Langkah sepatu logam mereka meninggalkan jejak samar di tanah lembap. Akar-akar menonjol dari tanah, menyembul seperti tangan-tangan kurus yang siap menjegal siapa saja. Udara pagi di lantai lima menara terasa berat, basah, dan berbau lumut tua yang membusuk. Ira menelan ludah, pelan, dan menatap punggung rekan-rekannya yang berjalan tanpa beban.
“Aku… rasa kita harus berhenti sebentar dan aktifkan buff,” ucapnya ragu.
Tak ada yang benar-benar mendengarkan. Sang warrior mengangkat bahu. Assassin tertawa pelan.
‘Mereka selalu begitu. Healer cuma diperlukan saat mereka terluka. Sisanya… aku tak ada artinya.’
Ira menarik napas, mencium samar aroma logam yang menguar dari zirah dan senjata mereka. Suara gesekan pelindung dada dengan perisai di sisi tank depan begitu mencolok—terlalu mencolok.

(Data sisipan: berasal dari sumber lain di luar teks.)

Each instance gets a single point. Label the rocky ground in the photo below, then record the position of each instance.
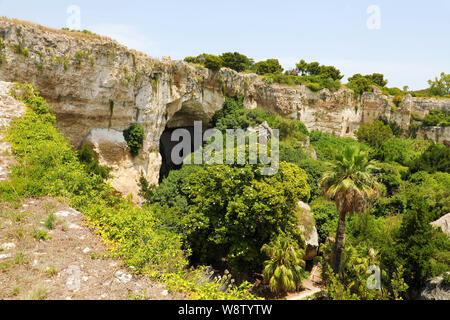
(62, 259)
(48, 250)
(9, 109)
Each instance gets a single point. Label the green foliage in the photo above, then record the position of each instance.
(234, 116)
(289, 128)
(434, 189)
(374, 134)
(19, 49)
(135, 136)
(391, 178)
(48, 166)
(235, 211)
(413, 246)
(396, 129)
(236, 61)
(315, 69)
(293, 152)
(284, 272)
(170, 192)
(440, 86)
(326, 217)
(50, 221)
(271, 66)
(361, 84)
(40, 235)
(327, 145)
(437, 117)
(314, 83)
(403, 151)
(435, 158)
(210, 61)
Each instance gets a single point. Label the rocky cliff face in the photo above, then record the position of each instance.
(99, 88)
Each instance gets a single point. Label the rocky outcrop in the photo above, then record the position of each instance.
(435, 289)
(99, 86)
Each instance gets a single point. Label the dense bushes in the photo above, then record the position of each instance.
(236, 61)
(327, 145)
(402, 150)
(437, 117)
(440, 86)
(315, 69)
(271, 66)
(48, 166)
(234, 116)
(135, 138)
(234, 211)
(326, 216)
(435, 158)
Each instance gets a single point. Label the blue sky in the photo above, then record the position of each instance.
(411, 46)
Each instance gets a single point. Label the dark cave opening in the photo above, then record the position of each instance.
(166, 146)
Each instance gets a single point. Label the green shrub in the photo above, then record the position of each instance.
(326, 217)
(435, 158)
(235, 211)
(437, 117)
(50, 221)
(327, 145)
(48, 166)
(403, 151)
(271, 66)
(284, 272)
(374, 134)
(19, 49)
(314, 87)
(135, 136)
(236, 61)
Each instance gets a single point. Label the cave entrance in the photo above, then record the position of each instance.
(183, 119)
(166, 146)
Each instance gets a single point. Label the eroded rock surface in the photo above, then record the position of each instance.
(96, 84)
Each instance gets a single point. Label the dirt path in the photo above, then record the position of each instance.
(310, 290)
(63, 259)
(310, 285)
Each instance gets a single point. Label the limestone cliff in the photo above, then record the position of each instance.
(99, 88)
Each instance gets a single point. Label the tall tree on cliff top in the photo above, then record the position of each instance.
(350, 182)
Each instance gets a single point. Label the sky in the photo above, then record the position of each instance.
(407, 41)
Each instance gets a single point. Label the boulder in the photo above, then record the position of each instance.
(443, 223)
(435, 289)
(307, 225)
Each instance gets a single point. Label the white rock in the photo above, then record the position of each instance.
(74, 226)
(8, 246)
(122, 277)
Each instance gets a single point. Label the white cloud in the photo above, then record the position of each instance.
(127, 35)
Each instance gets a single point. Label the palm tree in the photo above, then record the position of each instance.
(284, 271)
(351, 183)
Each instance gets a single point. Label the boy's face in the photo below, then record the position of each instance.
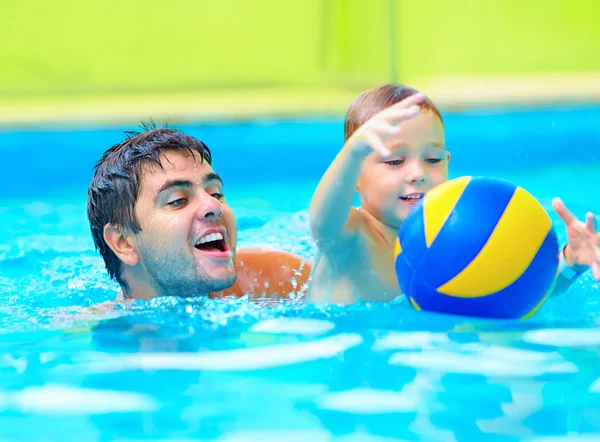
(390, 187)
(188, 237)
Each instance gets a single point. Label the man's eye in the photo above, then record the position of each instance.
(394, 162)
(178, 202)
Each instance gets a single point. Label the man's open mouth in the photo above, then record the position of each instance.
(412, 197)
(213, 242)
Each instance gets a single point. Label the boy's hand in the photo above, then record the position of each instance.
(583, 248)
(378, 133)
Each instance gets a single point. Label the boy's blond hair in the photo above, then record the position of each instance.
(373, 101)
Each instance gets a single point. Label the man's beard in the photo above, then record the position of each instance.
(173, 273)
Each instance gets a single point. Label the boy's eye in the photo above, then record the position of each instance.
(394, 162)
(178, 202)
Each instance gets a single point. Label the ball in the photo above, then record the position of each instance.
(476, 246)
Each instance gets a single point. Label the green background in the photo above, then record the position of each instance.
(68, 47)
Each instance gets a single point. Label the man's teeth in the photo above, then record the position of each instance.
(210, 238)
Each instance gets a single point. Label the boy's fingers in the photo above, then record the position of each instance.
(395, 116)
(409, 101)
(563, 212)
(377, 145)
(384, 128)
(590, 221)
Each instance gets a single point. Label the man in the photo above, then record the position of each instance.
(160, 220)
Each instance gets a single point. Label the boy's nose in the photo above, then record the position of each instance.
(416, 173)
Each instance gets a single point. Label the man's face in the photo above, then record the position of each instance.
(188, 232)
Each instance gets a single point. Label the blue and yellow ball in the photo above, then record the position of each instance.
(477, 247)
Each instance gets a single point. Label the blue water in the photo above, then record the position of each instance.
(242, 370)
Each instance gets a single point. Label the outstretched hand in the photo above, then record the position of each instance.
(583, 248)
(380, 131)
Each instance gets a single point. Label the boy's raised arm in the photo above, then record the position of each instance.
(332, 201)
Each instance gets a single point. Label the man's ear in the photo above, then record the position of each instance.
(121, 244)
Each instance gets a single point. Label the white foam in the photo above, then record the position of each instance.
(370, 401)
(448, 362)
(65, 399)
(409, 340)
(301, 435)
(298, 326)
(589, 437)
(564, 337)
(231, 360)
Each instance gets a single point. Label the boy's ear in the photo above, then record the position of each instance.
(122, 244)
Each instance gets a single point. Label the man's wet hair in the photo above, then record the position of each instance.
(114, 189)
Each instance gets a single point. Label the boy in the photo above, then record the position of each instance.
(395, 152)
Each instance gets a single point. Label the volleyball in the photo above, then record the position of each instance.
(476, 246)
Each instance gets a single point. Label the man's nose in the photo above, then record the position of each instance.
(210, 207)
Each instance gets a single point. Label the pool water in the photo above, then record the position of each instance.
(240, 370)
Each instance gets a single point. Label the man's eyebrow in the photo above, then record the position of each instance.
(212, 177)
(187, 184)
(174, 183)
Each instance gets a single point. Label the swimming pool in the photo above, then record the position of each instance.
(206, 370)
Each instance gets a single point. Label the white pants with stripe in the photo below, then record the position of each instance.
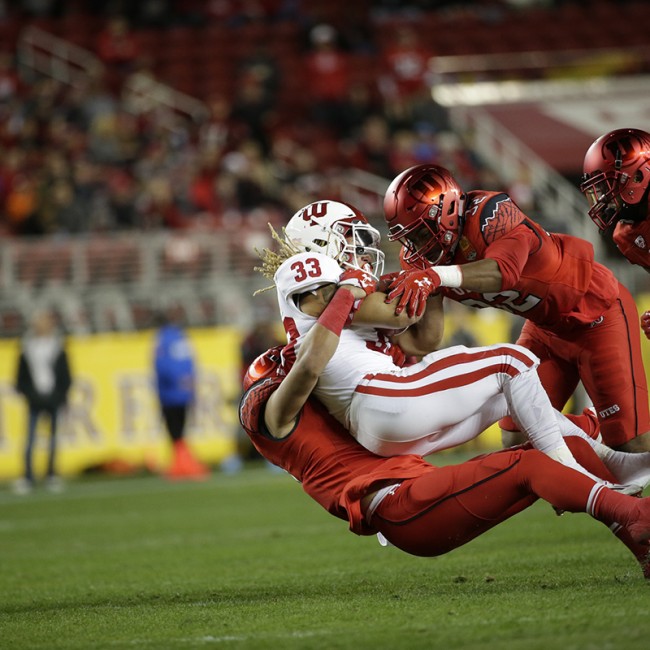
(449, 398)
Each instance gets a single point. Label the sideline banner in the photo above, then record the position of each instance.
(113, 414)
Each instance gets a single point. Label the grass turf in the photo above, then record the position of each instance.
(249, 561)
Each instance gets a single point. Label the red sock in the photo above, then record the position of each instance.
(569, 490)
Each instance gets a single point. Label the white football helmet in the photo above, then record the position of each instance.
(339, 231)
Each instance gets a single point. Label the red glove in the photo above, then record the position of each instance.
(633, 240)
(413, 287)
(645, 323)
(386, 280)
(358, 278)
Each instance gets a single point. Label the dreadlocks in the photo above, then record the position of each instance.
(272, 260)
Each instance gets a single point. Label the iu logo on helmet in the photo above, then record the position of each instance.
(314, 211)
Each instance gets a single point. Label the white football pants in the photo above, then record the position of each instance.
(450, 397)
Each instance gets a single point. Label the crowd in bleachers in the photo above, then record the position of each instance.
(75, 159)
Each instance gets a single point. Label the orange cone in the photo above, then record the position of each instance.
(185, 466)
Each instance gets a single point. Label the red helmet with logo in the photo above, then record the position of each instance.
(424, 210)
(616, 174)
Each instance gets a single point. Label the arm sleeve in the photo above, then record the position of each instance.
(511, 252)
(633, 240)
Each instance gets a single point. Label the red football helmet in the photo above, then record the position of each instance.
(616, 174)
(424, 209)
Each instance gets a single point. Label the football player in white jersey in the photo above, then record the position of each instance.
(447, 398)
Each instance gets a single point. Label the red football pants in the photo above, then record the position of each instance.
(444, 509)
(607, 358)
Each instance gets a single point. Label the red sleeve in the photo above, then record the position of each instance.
(511, 252)
(633, 240)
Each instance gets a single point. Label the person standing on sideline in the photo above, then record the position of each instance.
(43, 377)
(175, 386)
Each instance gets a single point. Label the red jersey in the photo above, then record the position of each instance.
(633, 240)
(333, 468)
(550, 279)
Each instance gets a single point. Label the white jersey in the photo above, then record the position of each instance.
(361, 350)
(445, 400)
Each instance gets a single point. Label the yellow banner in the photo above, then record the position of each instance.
(113, 414)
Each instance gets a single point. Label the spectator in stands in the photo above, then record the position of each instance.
(118, 48)
(43, 377)
(326, 78)
(175, 374)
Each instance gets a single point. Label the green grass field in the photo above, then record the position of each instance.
(248, 561)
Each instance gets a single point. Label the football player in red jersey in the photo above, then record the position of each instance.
(422, 509)
(480, 249)
(616, 183)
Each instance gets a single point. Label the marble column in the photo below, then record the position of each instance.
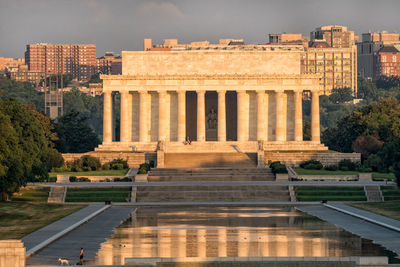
(221, 116)
(124, 125)
(298, 115)
(260, 115)
(162, 116)
(280, 117)
(242, 116)
(315, 127)
(144, 133)
(107, 117)
(181, 116)
(201, 119)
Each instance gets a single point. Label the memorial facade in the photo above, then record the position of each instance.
(223, 101)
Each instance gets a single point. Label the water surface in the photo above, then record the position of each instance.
(230, 232)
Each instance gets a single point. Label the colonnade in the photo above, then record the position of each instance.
(242, 116)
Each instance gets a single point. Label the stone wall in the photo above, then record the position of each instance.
(210, 62)
(294, 158)
(12, 253)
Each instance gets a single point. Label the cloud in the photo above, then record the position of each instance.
(160, 9)
(99, 12)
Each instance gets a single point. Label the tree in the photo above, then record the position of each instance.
(75, 136)
(23, 147)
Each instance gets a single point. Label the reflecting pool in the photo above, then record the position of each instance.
(230, 232)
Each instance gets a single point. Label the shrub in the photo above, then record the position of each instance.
(278, 167)
(144, 168)
(311, 165)
(120, 161)
(117, 166)
(331, 168)
(125, 179)
(106, 167)
(375, 163)
(52, 179)
(91, 162)
(83, 179)
(61, 169)
(86, 168)
(347, 165)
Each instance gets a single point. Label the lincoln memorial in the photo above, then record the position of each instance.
(243, 102)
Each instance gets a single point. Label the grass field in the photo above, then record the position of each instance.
(32, 194)
(390, 208)
(18, 219)
(120, 194)
(375, 175)
(330, 193)
(93, 173)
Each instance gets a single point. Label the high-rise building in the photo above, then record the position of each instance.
(373, 49)
(76, 59)
(335, 36)
(109, 64)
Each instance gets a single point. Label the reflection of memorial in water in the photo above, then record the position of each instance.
(229, 232)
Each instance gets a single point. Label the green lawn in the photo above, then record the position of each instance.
(302, 171)
(93, 173)
(375, 175)
(18, 219)
(330, 193)
(390, 193)
(390, 208)
(118, 194)
(32, 194)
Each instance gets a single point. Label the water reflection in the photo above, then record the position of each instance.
(229, 232)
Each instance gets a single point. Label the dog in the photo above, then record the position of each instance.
(63, 261)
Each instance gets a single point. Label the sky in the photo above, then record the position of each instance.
(117, 25)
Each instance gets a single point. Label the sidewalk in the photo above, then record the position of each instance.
(44, 236)
(368, 216)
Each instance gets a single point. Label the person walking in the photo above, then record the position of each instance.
(81, 257)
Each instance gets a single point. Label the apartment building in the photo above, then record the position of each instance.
(76, 59)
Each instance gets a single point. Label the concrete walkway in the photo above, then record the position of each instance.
(380, 235)
(222, 183)
(44, 236)
(89, 236)
(389, 223)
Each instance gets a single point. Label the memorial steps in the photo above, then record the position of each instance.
(212, 185)
(212, 193)
(210, 174)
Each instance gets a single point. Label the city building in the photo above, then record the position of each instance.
(76, 59)
(22, 74)
(287, 39)
(335, 36)
(387, 61)
(10, 63)
(336, 66)
(368, 53)
(109, 64)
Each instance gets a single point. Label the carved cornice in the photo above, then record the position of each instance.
(222, 76)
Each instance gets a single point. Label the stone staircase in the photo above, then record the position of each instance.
(212, 193)
(209, 160)
(373, 193)
(210, 174)
(57, 194)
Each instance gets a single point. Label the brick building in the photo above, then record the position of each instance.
(76, 59)
(369, 49)
(109, 64)
(387, 61)
(335, 36)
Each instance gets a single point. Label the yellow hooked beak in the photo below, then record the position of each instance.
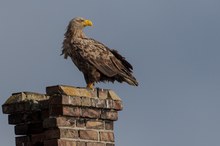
(87, 23)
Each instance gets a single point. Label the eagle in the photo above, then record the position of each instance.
(97, 62)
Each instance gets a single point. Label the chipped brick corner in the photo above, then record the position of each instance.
(64, 116)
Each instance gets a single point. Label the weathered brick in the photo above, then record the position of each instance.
(109, 115)
(19, 118)
(56, 110)
(61, 133)
(69, 90)
(88, 134)
(95, 144)
(109, 125)
(59, 142)
(59, 121)
(98, 103)
(102, 93)
(25, 129)
(80, 143)
(86, 101)
(80, 123)
(112, 95)
(91, 113)
(65, 100)
(107, 136)
(95, 125)
(117, 104)
(37, 138)
(110, 144)
(23, 141)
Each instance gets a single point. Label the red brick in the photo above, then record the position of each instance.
(109, 115)
(59, 121)
(36, 138)
(110, 144)
(86, 101)
(80, 143)
(117, 104)
(109, 125)
(91, 113)
(59, 142)
(61, 133)
(107, 136)
(98, 103)
(23, 141)
(80, 123)
(95, 125)
(95, 144)
(102, 93)
(88, 134)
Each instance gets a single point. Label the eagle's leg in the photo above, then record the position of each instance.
(90, 85)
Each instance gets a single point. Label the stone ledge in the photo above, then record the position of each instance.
(82, 92)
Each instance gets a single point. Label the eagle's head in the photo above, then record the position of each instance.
(79, 23)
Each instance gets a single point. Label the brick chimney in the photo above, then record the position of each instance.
(64, 116)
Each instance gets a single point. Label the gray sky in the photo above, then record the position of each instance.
(173, 46)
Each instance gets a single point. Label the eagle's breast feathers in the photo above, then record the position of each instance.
(94, 59)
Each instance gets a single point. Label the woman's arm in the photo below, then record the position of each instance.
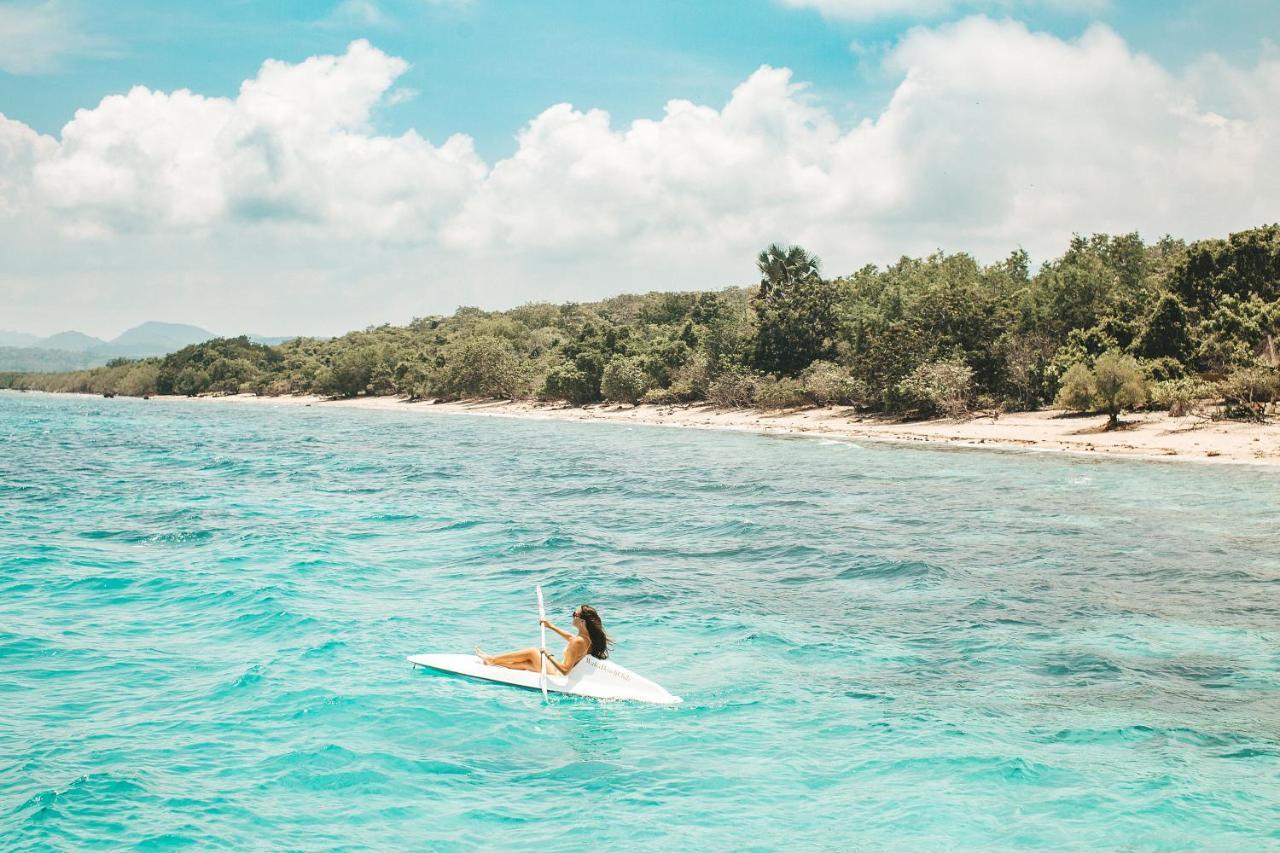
(563, 634)
(552, 660)
(574, 652)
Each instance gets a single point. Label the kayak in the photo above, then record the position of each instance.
(590, 678)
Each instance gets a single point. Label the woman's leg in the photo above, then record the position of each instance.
(526, 658)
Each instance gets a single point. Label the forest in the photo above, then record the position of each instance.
(1112, 324)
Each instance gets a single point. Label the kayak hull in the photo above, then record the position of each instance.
(590, 678)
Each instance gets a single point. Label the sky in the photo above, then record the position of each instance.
(310, 168)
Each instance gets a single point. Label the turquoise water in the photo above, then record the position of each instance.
(205, 612)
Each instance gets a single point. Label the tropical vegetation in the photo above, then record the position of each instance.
(1112, 324)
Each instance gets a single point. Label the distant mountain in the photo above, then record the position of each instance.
(17, 338)
(36, 360)
(76, 351)
(152, 338)
(71, 342)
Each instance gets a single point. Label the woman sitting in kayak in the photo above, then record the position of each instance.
(590, 639)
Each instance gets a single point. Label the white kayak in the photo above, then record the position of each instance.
(590, 678)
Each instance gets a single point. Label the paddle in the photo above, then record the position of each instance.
(542, 616)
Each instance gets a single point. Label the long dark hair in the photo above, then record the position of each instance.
(600, 641)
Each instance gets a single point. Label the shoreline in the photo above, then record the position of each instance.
(1144, 436)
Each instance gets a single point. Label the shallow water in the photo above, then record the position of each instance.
(205, 612)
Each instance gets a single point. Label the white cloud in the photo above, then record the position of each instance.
(35, 37)
(293, 147)
(995, 137)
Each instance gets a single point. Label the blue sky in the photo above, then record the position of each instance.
(316, 167)
(485, 67)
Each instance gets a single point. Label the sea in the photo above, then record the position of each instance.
(205, 612)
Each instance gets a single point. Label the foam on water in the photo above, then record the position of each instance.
(205, 610)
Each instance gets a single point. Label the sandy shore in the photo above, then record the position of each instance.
(1143, 436)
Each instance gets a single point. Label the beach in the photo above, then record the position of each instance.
(1153, 436)
(209, 607)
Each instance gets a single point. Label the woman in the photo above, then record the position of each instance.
(590, 639)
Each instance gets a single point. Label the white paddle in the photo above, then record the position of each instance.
(542, 615)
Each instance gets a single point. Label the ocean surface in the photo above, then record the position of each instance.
(205, 612)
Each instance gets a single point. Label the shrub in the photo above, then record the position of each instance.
(734, 389)
(1246, 389)
(775, 392)
(1161, 369)
(140, 381)
(566, 382)
(937, 387)
(1180, 396)
(691, 379)
(828, 384)
(481, 366)
(1077, 389)
(1118, 384)
(624, 381)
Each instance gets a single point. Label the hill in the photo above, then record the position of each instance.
(152, 338)
(69, 342)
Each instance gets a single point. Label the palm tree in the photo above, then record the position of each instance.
(784, 265)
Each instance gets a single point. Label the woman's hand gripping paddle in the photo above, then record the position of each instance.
(542, 617)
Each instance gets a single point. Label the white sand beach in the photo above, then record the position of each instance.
(1142, 434)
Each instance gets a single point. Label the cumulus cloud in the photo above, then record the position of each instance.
(295, 146)
(996, 136)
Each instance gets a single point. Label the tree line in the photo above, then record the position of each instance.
(1114, 323)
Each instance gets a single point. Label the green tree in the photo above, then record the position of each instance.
(565, 381)
(937, 387)
(795, 314)
(1166, 332)
(1119, 384)
(625, 381)
(483, 366)
(1077, 391)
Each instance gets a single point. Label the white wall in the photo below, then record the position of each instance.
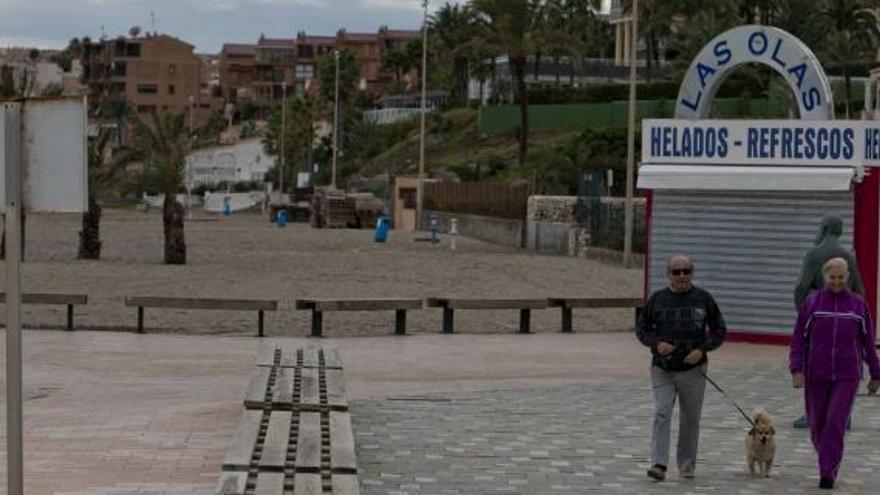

Burung tak berkicau. Ranting tak patah. Angin hanya membelai dedaunan tanpa suara.
‘Terlalu senyap. Hutan ini… menyembunyikan sesuatu.’
Ia melirik ke kanan. Sebuah pohon besar berdiri angkuh, daunnya gelap, nyaris tak bergerak. Mata Ira menyipit, ada kilatan perak—tidak, itu bukan cahaya biasa—itu… mata? Tapi sebelum sempat bicara, suara lembut terdengar.
“Ckkt.”
Benda tajam menembus kepala Ira dari atas, ujungnya keluar dari bawah dagu. Dunia langsung berguncang. Pandangannya buram.
Tubuhnya tak bisa digerakkan. Ada sesuatu—makhluk kecil—berdiri di bahunya.
‘Aku… tidak sempat…’
Langit terlihat jauh. Suara zirahnya yang jatuh terdengar nyaring. Air mata mengalir tanpa sempat ia sadari. Napas terakhirnya menghilang dalam diam yang pekat.
"Apa… Ira?"
Langkah Karo terhenti. Suaranya tercekat di tenggorokan, seperti tersangkut tulang ikan. Ia menoleh cepat ke belakang. Healer mereka berdiri tak wajar… terlalu kaku.
Dari jarak itu, Karo melihat darah menetes deras dari bawah dagu Ira, membentuk garis di leher dan membasahi zirah putih yang kini dipenuhi merah. Di pundaknya—ada sesuatu.
‘Goblin? Secepat itu? Dari mana—’
Dua tank di depan mengaktifkan skill mereka bersamaan. Aura oranye samar menyebar dari tubuh mereka, memancing musuh di sekitar. Tapi tak ada satu pun yang muncul.
‘Kenapa… kenapa mereka nggak nyerang tank?’
"Kita dikepung! TUTUP FORMASI!" seru warrior. Tapi terlambat.
Karo melesat ke arah Ira. Dendam dan panik memandu gerakannya. Pisau pendeknya sudah tergenggam erat. “RAAAH!!” teriaknya sambil melompat, siap menebas goblin di atas tubuh temannya.
Tapi udara terasa lebih berat. Ada bayangan di atas.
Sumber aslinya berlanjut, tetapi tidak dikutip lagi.